The SAM is the leading mode of the extratropical circulation variability in the southern hemisphere throughout the year (e.g. Thompson and Wallace 2000). It refers to the non-seasonal north–south movement of the westerlies in the mid to high latitudes (Hartmann and Lo 1998). This strong westerly band is normally associated with storms and cold fronts that move from west to east (Gillett et al. 2006). All the GC models can well capture the SAM pattern, with correlation coefficients between the observed and the simulated SAM pattern (EOF1) all over 0.98 (Fig. 15). However, the models tend to generate stronger SAM variability than the observed, and this is slightly worse in GC5-rc4 (Fig. 15d). In particular, the centre of maximum variability east of the dateline is overestimated in GC5-rc4 and positioned slightly too far west (Fig. 15d).

Fig. 15.

The first EOF mode of monthly SLP anomalies across the whole year for (a) ERA5, (b) GC2, (c) GC4, and (d) GC5-rc4. The percentage explained variance is indicated in the right upper corner. The model’s pattern correlation and averaged standard deviation ratio against observed is also shown above each map.

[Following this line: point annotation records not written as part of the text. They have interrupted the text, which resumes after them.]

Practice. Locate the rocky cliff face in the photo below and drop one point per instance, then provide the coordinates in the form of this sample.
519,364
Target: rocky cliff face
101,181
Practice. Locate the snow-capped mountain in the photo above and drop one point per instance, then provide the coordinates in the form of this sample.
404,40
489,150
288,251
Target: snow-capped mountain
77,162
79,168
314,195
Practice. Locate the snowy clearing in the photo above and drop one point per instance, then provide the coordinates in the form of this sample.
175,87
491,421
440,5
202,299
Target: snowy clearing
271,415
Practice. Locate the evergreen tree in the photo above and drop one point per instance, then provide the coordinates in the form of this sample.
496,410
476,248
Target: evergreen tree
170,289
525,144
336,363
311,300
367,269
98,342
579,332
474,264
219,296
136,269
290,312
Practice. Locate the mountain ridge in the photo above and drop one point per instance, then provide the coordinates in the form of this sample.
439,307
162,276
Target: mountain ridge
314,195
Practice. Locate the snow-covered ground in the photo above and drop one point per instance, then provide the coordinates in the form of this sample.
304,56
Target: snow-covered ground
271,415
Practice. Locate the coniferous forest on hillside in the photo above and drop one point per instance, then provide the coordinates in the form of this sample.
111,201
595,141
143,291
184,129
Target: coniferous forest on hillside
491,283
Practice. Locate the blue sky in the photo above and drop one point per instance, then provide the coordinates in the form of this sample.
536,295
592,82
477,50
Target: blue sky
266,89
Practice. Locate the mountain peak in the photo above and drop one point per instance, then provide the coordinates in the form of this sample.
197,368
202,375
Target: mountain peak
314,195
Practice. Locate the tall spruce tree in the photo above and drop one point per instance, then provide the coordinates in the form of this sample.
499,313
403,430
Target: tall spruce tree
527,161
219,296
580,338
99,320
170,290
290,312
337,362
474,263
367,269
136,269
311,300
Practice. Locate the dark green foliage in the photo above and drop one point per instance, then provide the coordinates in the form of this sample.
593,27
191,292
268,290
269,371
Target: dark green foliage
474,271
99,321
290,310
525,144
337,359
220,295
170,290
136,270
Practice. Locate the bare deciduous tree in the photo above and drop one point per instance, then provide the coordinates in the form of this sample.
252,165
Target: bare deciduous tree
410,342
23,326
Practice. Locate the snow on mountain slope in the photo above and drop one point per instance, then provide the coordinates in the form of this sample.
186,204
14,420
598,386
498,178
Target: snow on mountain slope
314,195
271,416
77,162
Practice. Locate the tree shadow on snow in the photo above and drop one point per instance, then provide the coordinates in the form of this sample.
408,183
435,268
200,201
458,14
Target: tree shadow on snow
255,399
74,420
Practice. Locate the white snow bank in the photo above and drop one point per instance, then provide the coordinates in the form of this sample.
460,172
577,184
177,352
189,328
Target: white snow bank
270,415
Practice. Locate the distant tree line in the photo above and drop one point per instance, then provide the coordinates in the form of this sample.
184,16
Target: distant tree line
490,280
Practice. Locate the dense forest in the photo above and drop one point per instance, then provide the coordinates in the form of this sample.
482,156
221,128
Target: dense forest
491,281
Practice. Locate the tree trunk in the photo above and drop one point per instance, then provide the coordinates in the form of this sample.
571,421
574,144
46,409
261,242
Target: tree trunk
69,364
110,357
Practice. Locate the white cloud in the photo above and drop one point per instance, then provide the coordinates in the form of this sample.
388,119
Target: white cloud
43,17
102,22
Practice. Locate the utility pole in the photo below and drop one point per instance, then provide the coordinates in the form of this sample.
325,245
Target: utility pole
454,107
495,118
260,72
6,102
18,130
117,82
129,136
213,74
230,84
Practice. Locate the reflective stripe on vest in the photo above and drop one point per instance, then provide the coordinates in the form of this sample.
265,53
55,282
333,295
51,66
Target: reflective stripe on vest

The impacts of SAM on Australian rainfall vary by season. Fig. 16 shows the SAM impacts on Australia by regressing the rainfall anomaly onto the monthly SAM index. During austral summer (DJF), a positive phase of SAM (westerlies contract towards the pole) tends to increase rainfall across most of eastern Australia (including southern Queensland, New South Wales and Victoria) (Fig. 16a) (e.g. Gillett et al. 2006; Hendon et al. 2007b, 2014). The SAM’s impacts on Australian summer rainfall is weaker-than-observed in the GC2 (Fig. 16b), whereas both GC4 and GC5-rc4 show a stronger-than-observed rainfall relationship over eastern Australia (Fig. 16c, d).

Fig. 16.

The regression map of rainfall (shading, mm day^–1) onto the monthly SAM index during summer for (a) ERA5, (b) GC2, (c) GC4, and (d) GC5-rc4. The dots indicate significance at the 5% level for the rainfall anomaly. (e–h) same as (a–d) but for the austral winter season (JJA).

The SAM has been shown to have a negative correlation with ENSO (e.g. L’Heureux and Thompson 2006; Dätwyler et al. 2020). A shift towards more El Niño-like conditions coincides with weaker mid-latitude westerlies, an equatorward shift of the storm tracks and a more negative phase of the SAM (e.g. Lim et al. 2013). Table 2 shows that, unlike GC2 and GC4, GC5 is able to capture this correlation. It is interesting to note that a strong significant region is shown over tropical Australia in GC5-rc4 (Fig. 16d), which might be related to the strong SAM–ENSO teleconnection present in GC5, and not seen in either GC2 and GC4 (Table 2). This correlation although similar to observed, together with an overactive ENSO in GC5, might be causing the stronger than observed teleconnection over northern Australia. This will need to be investigated further in future studies.

During winter (JJA), a positive SAM is associated with increased rainfall over eastern Australia but decreased rainfall in the south-west and the south-east, including Victoria and Tasmania (Fig. 16e) (e.g. Hendon et al. 2007b; Risbey et al. 2009). All the GC models can represent the reduced rainfall in south-western and south-eastern Australia, but only GC5-rc4 shows the significant increase in rainfall over eastern Australia (Fig. 15f). In summary, GC5-rc4 shows an improved SAM–eastern Australia winter rainfall teleconnection.